DERNIERE MINUTE

DERNIERE MINUTE

Argentine : mort étrange du procureur Nisman, qui accusait la présidente

Vous lisez:

Argentine : mort étrange du procureur Nisman, qui accusait la présidente

Taille du texte Aa Aa

L’histoire est digne d’un bon film d’espionnage. Elle se déroule à Buenos Aires, la capitale de l’Argentine, où un magistrat a été retrouvé mort à son domicile au cours de la nuit de dimanche à lundi. Le corps de Natalio Alberto Nisman gisait dans les toilettes de son appartement, dans le quartier huppé de Puerto Madero. Sa mère, inquiète de ne pas réussir à le joindre par téléphone pendant toute la journée de dimanche, s’est rendue à la résidence Le Parc dans la soirée. Elle est montée au 13ème étage, a frappé à sa porte, aucune réponse !

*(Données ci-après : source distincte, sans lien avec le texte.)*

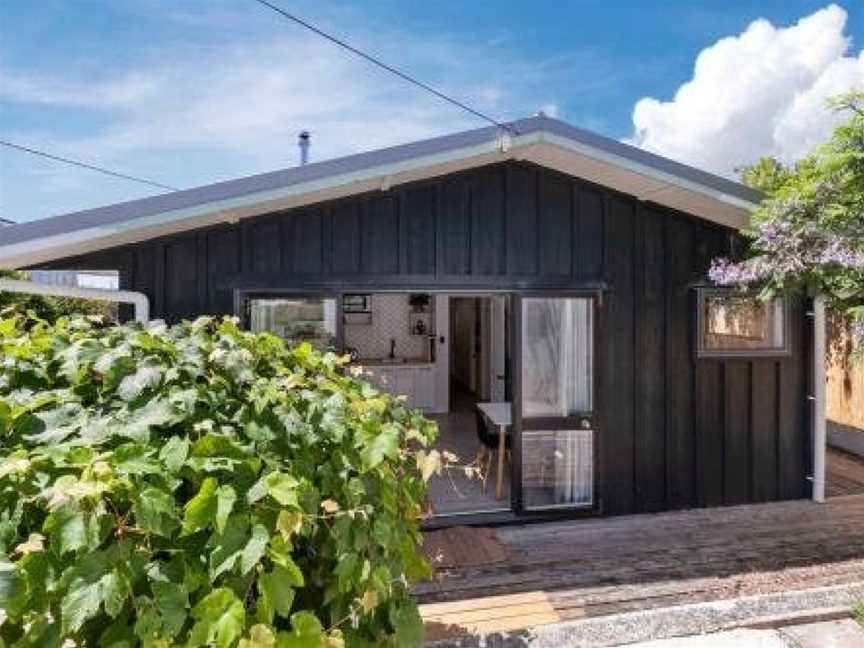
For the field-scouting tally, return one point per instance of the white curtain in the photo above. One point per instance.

La police est intervenue après minuit. Un pistolet de calibre 22 se trouvait près du corps, arme qui appartiendrait à la victime. “La mort est due à un tir d’arme à feu”, a indiqué la procureur Viviana Fein. Elle a appelé à la prudence, déclarant “Je ne vais pas m’aventurer en proposant une hypothèse, suicide ou non”. En revanche, le secrétaire à la Sécurité, Sergio Berni, a affirmé sans précaution “Tous les chemins conduisent au suicide”. La mort d’Alberto Nisman pourrait arranger les autorités argentines, en premier lieu la présidente Cristina Kirchner.

Alberto Nisman était le procureur argentin en charge de l’enquête sur le sanglant attentat à la bombe du 18 juillet 1994 contre le siège d’une mutuelle juive à Buenos Aires; l’explosion avait fait 85 morts et 300 blessés. Et, pas plus tard que la semaine dernière, dans ce cadre, le magistrat avait demandé l’ouverture d’une enquête à l’encontre de la présidente Kirchner pour entrave. Il la soupçonnait d’avoir freiné les investigations au profit de l’Iran, qui est directement accusé par la justice argentine d’être impliqué dans l’attentat contre la mutuelle AMIA.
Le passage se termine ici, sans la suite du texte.